Recepcionistas, meseros, camareras: en aquel viejo hotel del centro, todos tienen algo extraño qué contar. Entro a tomar un café para hacer tiempo. Al segundo sorbo me cuentan la historia de una sombra, la sombra de un fraile que inquieta las noches de los huéspedes.

Me parece completamente natural. Se ha abierto la ciudad y por necesidad los fantasmas tienen que salir a estirar las piernas.

Me gustan estas historias del México antiguo. Todo parece acomodarse para que sucedan. El Gillow fue inaugurado en 1869. Su propietario era el joyero inglés Thomas Gillow.

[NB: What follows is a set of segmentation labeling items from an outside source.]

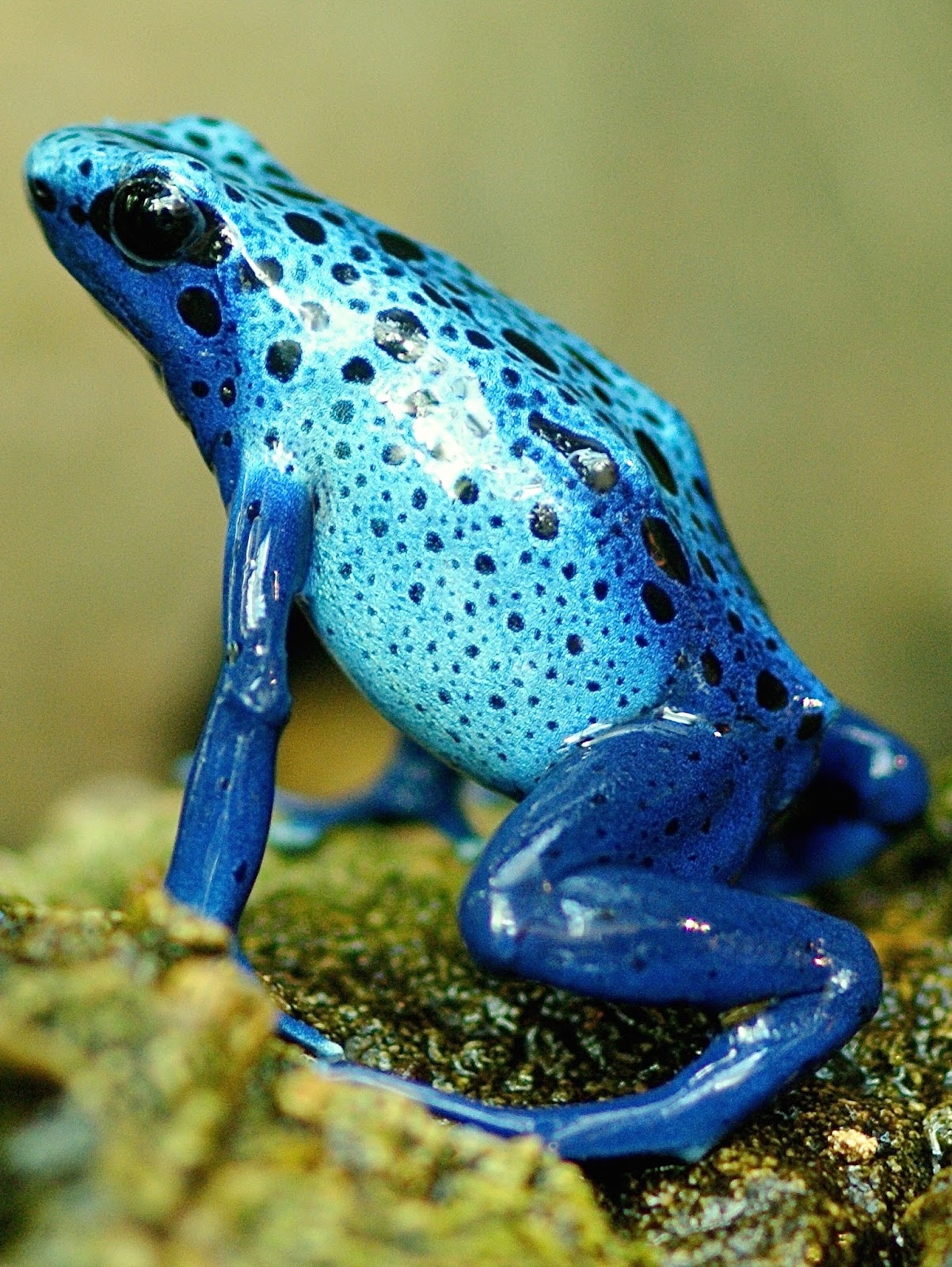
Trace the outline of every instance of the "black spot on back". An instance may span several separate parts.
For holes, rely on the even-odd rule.
[[[761,708],[776,712],[786,708],[790,702],[790,693],[780,678],[775,678],[769,669],[761,669],[757,674],[757,703]]]
[[[271,343],[265,356],[265,369],[279,383],[289,383],[300,365],[300,343],[293,338],[279,338]]]
[[[327,241],[323,224],[316,220],[313,215],[304,215],[302,212],[286,212],[284,223],[292,233],[297,233],[299,238],[303,238],[304,242],[309,242],[312,246],[321,246],[322,242]]]
[[[179,315],[203,338],[213,338],[222,328],[222,309],[205,286],[186,286],[176,300]]]
[[[662,587],[655,585],[653,580],[646,580],[641,585],[641,602],[645,604],[648,614],[658,625],[667,625],[674,620],[674,604]]]
[[[39,176],[30,177],[28,182],[30,198],[41,209],[41,212],[55,212],[56,210],[56,194],[53,193],[53,186]]]
[[[668,459],[658,449],[655,442],[648,435],[646,431],[635,431],[635,440],[638,441],[638,447],[641,450],[641,455],[648,465],[652,468],[654,478],[658,480],[660,487],[667,493],[677,493],[678,484],[674,475],[668,465]]]
[[[418,243],[411,242],[409,238],[404,238],[402,233],[394,233],[392,229],[380,229],[376,234],[376,241],[394,260],[403,260],[404,262],[426,260],[423,248]]]
[[[724,669],[717,656],[706,647],[701,651],[701,673],[704,674],[704,680],[709,687],[719,687],[721,678],[724,677]]]
[[[667,519],[646,514],[641,519],[641,540],[648,554],[673,580],[682,585],[691,584],[691,569],[687,565],[681,542],[671,530]]]
[[[345,383],[370,383],[374,376],[374,367],[363,356],[351,356],[341,369]]]
[[[535,361],[541,369],[548,370],[549,374],[558,374],[559,366],[553,361],[549,353],[541,348],[537,343],[534,343],[531,338],[526,338],[525,334],[520,334],[517,329],[510,329],[506,327],[502,331],[502,337],[510,345],[515,347],[517,352],[522,356],[527,356],[530,361]]]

Cuando la Reforma echó abajo los muros de numerosos conventos, la Casa de Ejercicios Espirituales de los jesuitas, anexa al bello templo barroco de La Profesa, fue incluida en los edificios que debían caer.

En donde estuvo la Casa de Ejercicios, bajo la torre del campanario, quedó un amplio baldío que el gobierno puso en venta. Unos metros más allá se abrió en un santiamén la calle del Cinco de Mayo.

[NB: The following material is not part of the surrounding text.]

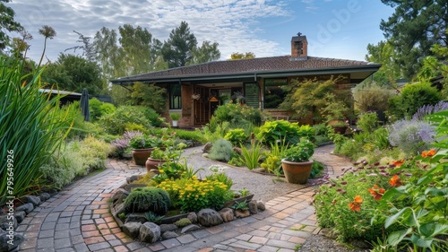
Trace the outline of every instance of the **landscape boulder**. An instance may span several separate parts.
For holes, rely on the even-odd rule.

Gillow calculó las posibilidades de abrir un hotel en la esquina del nuevo boulevard. Le encargó el proyecto al entonces de moda Ramón Rodríguez Arangoiti.

El hotel aparece en varias fotos de fines del siglo XIX. En la época de la Revolución, todos los grandes generales pararon con sus baúles y sus maletas en alguna de sus habitaciones. Así que cuenta, digamos, con varios fantasmas posibles. Pero el mejor de ellos es el del fraile.

En 1799, el bibliófilo José Mariano Beristáin y Souza fue el primero en hablar de un crimen cometido en La Profesa medio siglo atrás: en 1743. Relató Beristáin que una noche de invierno se encontró “asesinado brutalmente en su mismo aposento de la Casa” al insigne prelado Nicolás Segura, famoso en la ciudad por su vivísima oratoria.

La noticia llegó a todos los rincones de la metrópoli. La gente corrió en busca de detalles: “Muerto a palos, a heridas y sofocado”, informaban los curiosos. Entre la multitud, el portero de la Casa de Ejercicios, el lego Juan Ramos, masculló entre dientes: “En el monte está quien el monte quema”.

Según el historiador Francisco Sosa, aquella frase causó tanto efecto que el vulgo la acuñó durante todo el siglo siguiente. Sobre todo porque cinco días después de pronunciarla, el lego Ramos amaneció, tendido también en su aposento, con los ojos desorbitados y un grueso cordel en el cuello.

El virrey ordenó que aquello se aclarara de inmediato. Los “justicias” fueron y vinieron. Un siglo después Luis González Obregón recibió el legajo de la causa criminal, de manos de otro bibliófilo: José María de Agreda Sánchez. El legajo estaba trunco. Pero informaba que a solo unos días del inicio de las pesquisas, un cúmulo de indicios permitió anunciar que el asesino era el Coadjutor temporal de la Compañía, Joseph Villaseñor, un hombre “de genio osado, ánimo doble, ‘sixoso’ con los hermanos, irreverente con los sacerdotes”, que bebía, hablaba pestes de Segura y tenía tan malas costumbres “que avía dos años que no se confesaba”.

Villaseñor y el lego habían matado al prelado Segura. Esto se supo porque algunas joyas y un bálsamo que habían pertenecido a este aparecieron en la celda de Ramos, y porque había rastros de sangre en las ropas de Villaseñor. Villaseñor había matado a su cómplice para que no hablara.

Beristáin y Souza escribió que el cadáver de Segura se conservaba incorrupto en la capilla de San Sebastián, en La Profesa. Sosa escribe que en un reconocimiento practicado en la cripta en 1850 se volvió a encontrar el cuerpo, y se mantenía en perfecto estado.

Hoy, todos en el hotel tienen algo qué contar. Doy fe de que al segundo sorbo de café a mí también se me apareció el fantasma del Hotel Gillow –aunque haya sido solo bajo la forma de un cuento de espantos.